Can you provide a proof or a counterexample for the following claim ?
Let $n$ be an odd natural number greater than one . Let $r$ be the smallest odd prime number such that $r \nmid n$ and $n^2 \not\equiv 1 \pmod r$ . Let $P_n(x)$ be Legendre polynomial , then $n$ is a prime number if and only if $P_n(x) \equiv x^n \pmod {x^r-1,n}$ .
You can run this test here .
I have tested this claim up to $2 \cdot 10^4$ and there were no counterexamples .
On
This is a partial answer.
This answer proves that if $n$ is an odd prime number, then $P_n(x) \equiv x^n \pmod {x^r-1,n}$.
Proof :
Using the following expression $$P_n(x)=\frac{1}{2^n}\sum_{k=0}^{n}\binom{n}{k}^2(x-1)^{n-k}(x+1)^k$$
we have, by the binomial theorem, $$\begin{align}&2^n\left(P_n(x)-x^n\right) \\\\&=-2^nx^n+\sum_{k=0}^{n}\binom{n}{k}^2(x-1)^{n-k}(x+1)^k \\\\&=-2^nx^n+(x-1)^{n}+(x+1)^n+\sum_{k=1}^{n-1}\binom{n}{k}^2(x-1)^{n-k}(x+1)^k \\\\&=-2^nx^n+\sum_{k=0}^{n}\binom nkx^{n-k}((-1)^{k}+1)+\sum_{k=1}^{n-1}\binom{n}{k}^2(x-1)^{n-k}(x+1)^k \\\\&=-2^nx^n+2\sum_{j=0}^{(n-1)/2}\binom n{2j}x^{n-2j}+\sum_{k=1}^{n-1}\binom{n}{k}^2(x-1)^{n-k}(x+1)^k \\\\&=(-2^n+2)x^n+2\sum_{j=1}^{(n-1)/2}\binom n{2j}x^{n-2j}+\sum_{k=1}^{n-1}\binom{n}{k}^2(x-1)^{n-k}(x+1)^k \end{align}$$
Now, we have $-2^n+2\equiv 0\pmod n$ by Fermat's little theorem.
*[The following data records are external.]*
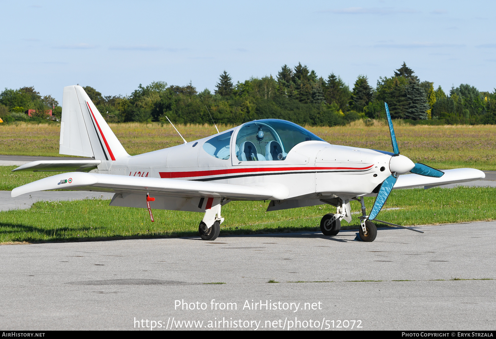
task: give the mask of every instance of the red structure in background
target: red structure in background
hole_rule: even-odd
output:
[[[24,111],[24,113],[28,114],[29,116],[32,116],[31,113],[36,113],[37,110],[27,110]],[[52,116],[52,110],[47,110],[45,111],[45,113],[49,115],[50,116]]]

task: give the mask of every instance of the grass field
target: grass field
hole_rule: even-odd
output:
[[[494,188],[397,190],[384,208],[401,209],[383,210],[378,218],[401,225],[493,220],[496,219],[495,194]],[[369,209],[373,199],[366,198]],[[0,212],[0,243],[196,235],[202,218],[200,213],[155,210],[156,222],[152,223],[145,209],[111,207],[109,202],[97,199],[40,202],[28,210]],[[226,205],[221,235],[318,230],[322,216],[336,211],[320,205],[266,212],[268,204],[234,201]],[[352,202],[352,209],[360,211],[359,203]],[[358,226],[358,216],[351,225]],[[346,222],[342,226],[347,226]]]
[[[414,162],[439,169],[472,167],[496,170],[496,126],[403,125],[395,121],[401,154]],[[129,154],[134,155],[181,143],[172,127],[159,123],[110,124]],[[224,130],[232,126],[219,126]],[[311,127],[310,130],[331,144],[391,151],[388,127],[379,122],[366,127],[362,120],[345,126]],[[213,126],[179,126],[186,140],[215,133]],[[60,125],[0,124],[0,153],[59,156]]]
[[[0,191],[11,191],[15,187],[62,172],[16,172],[17,166],[0,166]]]

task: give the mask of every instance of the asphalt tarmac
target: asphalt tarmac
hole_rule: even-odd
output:
[[[495,227],[2,245],[0,328],[494,329]]]

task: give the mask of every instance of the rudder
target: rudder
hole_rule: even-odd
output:
[[[64,87],[59,154],[116,160],[129,155],[79,85]]]

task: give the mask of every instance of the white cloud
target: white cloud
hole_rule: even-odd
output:
[[[445,9],[434,9],[431,12],[432,14],[446,14],[448,11]]]
[[[380,48],[438,48],[442,47],[463,47],[465,45],[457,44],[435,44],[434,43],[413,43],[411,44],[377,44],[374,47]]]
[[[339,9],[329,9],[321,11],[323,12],[333,13],[334,14],[389,14],[401,13],[418,13],[418,11],[408,8],[397,9],[392,7],[374,7],[364,8],[363,7],[349,7],[346,8]]]
[[[62,50],[90,50],[96,48],[97,46],[95,45],[90,45],[85,43],[76,44],[75,45],[62,45],[59,46],[55,46],[53,48],[60,49]]]
[[[496,48],[496,44],[484,44],[476,46],[477,48]]]
[[[161,49],[158,46],[138,45],[136,46],[113,46],[109,49],[115,50],[116,51],[158,51]]]

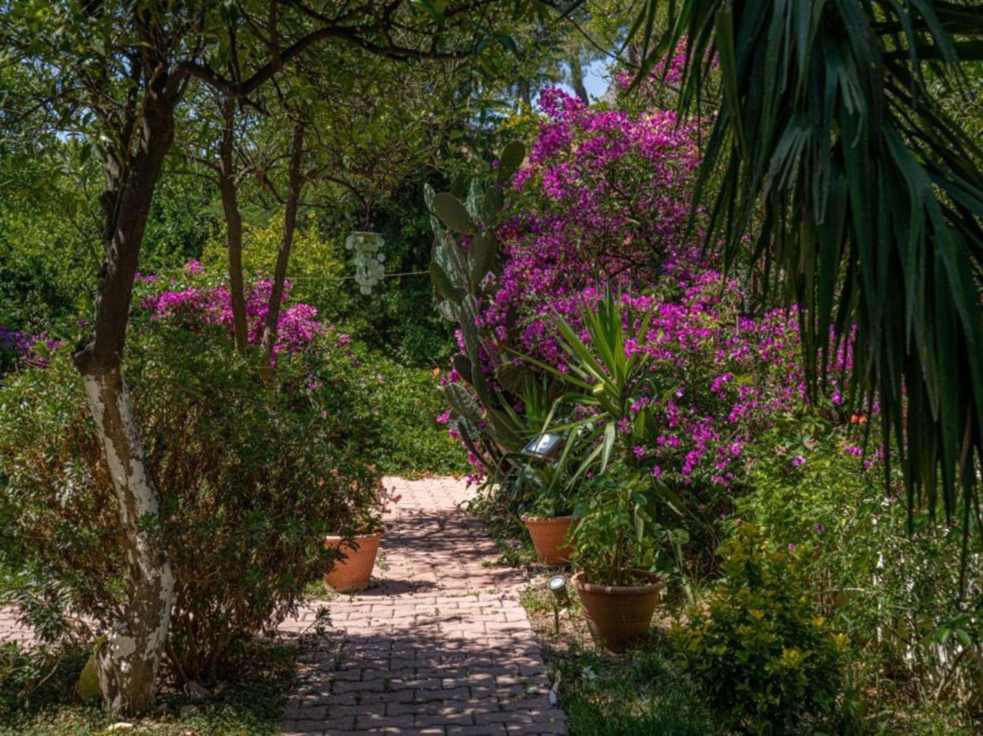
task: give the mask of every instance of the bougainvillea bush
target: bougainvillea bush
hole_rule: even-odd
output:
[[[215,676],[294,609],[332,563],[318,540],[354,532],[377,481],[373,377],[344,337],[287,308],[262,381],[259,351],[233,349],[222,290],[195,270],[142,281],[124,366],[161,497],[145,521],[174,568],[166,658],[182,680]],[[0,385],[0,568],[15,578],[5,595],[48,640],[113,620],[124,599],[108,470],[69,353]]]
[[[578,330],[584,310],[615,291],[626,329],[651,320],[626,345],[650,359],[650,387],[615,418],[619,432],[643,409],[651,418],[633,460],[680,487],[729,488],[749,437],[803,399],[796,314],[743,316],[738,283],[687,236],[694,123],[586,108],[555,90],[542,105],[499,227],[504,264],[479,315],[492,336],[490,376],[508,363],[566,373],[557,318]],[[473,460],[478,473],[487,469]]]

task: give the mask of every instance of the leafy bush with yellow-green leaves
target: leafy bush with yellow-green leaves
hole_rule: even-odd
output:
[[[735,727],[785,733],[828,713],[841,681],[845,644],[815,611],[795,549],[770,548],[738,522],[721,547],[723,578],[709,610],[671,630],[684,668]]]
Also, since $\binom nm\equiv 0\pmod n$ for $1\le m\le n-1$, we see that there is a polynomial $f$ with integer coefficients such that $$2^n\left(P_n(x)-x^n\right)=nf$$ from which $$P_n(x)=x^n+(x^r-1)\times 0+n\times \frac{1}{2^n}f$$ follows.
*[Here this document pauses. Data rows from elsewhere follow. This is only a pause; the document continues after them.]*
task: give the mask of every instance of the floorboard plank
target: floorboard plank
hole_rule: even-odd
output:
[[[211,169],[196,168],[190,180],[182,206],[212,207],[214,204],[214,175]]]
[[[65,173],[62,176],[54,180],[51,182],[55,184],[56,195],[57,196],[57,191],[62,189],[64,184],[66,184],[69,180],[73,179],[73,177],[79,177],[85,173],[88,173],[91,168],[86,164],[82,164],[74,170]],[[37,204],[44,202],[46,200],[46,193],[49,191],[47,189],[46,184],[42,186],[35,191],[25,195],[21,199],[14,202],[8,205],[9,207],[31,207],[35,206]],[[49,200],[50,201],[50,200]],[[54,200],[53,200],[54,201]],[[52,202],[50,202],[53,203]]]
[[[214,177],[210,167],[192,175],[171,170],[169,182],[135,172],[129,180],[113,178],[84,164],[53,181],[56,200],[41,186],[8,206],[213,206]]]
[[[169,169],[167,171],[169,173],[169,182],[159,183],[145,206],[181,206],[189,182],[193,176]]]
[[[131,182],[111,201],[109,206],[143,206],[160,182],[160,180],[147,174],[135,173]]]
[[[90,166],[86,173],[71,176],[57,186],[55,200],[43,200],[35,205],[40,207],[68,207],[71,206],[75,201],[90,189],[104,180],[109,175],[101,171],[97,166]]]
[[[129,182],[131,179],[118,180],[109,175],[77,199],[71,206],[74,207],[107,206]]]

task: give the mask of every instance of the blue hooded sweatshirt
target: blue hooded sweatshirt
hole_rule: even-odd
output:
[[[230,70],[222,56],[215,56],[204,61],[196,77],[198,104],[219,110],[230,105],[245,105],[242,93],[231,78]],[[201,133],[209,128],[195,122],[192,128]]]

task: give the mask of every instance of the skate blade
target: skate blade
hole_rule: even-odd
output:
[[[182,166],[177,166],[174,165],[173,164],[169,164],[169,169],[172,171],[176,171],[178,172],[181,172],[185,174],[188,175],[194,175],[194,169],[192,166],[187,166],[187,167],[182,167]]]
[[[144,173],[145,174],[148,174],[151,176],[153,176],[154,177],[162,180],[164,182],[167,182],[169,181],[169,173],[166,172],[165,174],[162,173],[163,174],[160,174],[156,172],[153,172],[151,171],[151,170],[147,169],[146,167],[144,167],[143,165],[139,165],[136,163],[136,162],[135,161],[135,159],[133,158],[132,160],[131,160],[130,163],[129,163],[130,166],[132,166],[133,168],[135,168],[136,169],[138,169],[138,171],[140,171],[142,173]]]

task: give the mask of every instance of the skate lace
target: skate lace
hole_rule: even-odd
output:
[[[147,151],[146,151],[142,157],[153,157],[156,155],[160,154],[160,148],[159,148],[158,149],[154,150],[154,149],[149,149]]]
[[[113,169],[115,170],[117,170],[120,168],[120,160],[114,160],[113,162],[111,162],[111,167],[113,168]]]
It follows from this and $\gcd(n,2^n)=1$ that $$P_n(x) \equiv x^n \pmod {x^r-1,n}\qquad\square$$
See here for more information. This covers the test you are describing, however it is stated as a conjecture, not a primality test.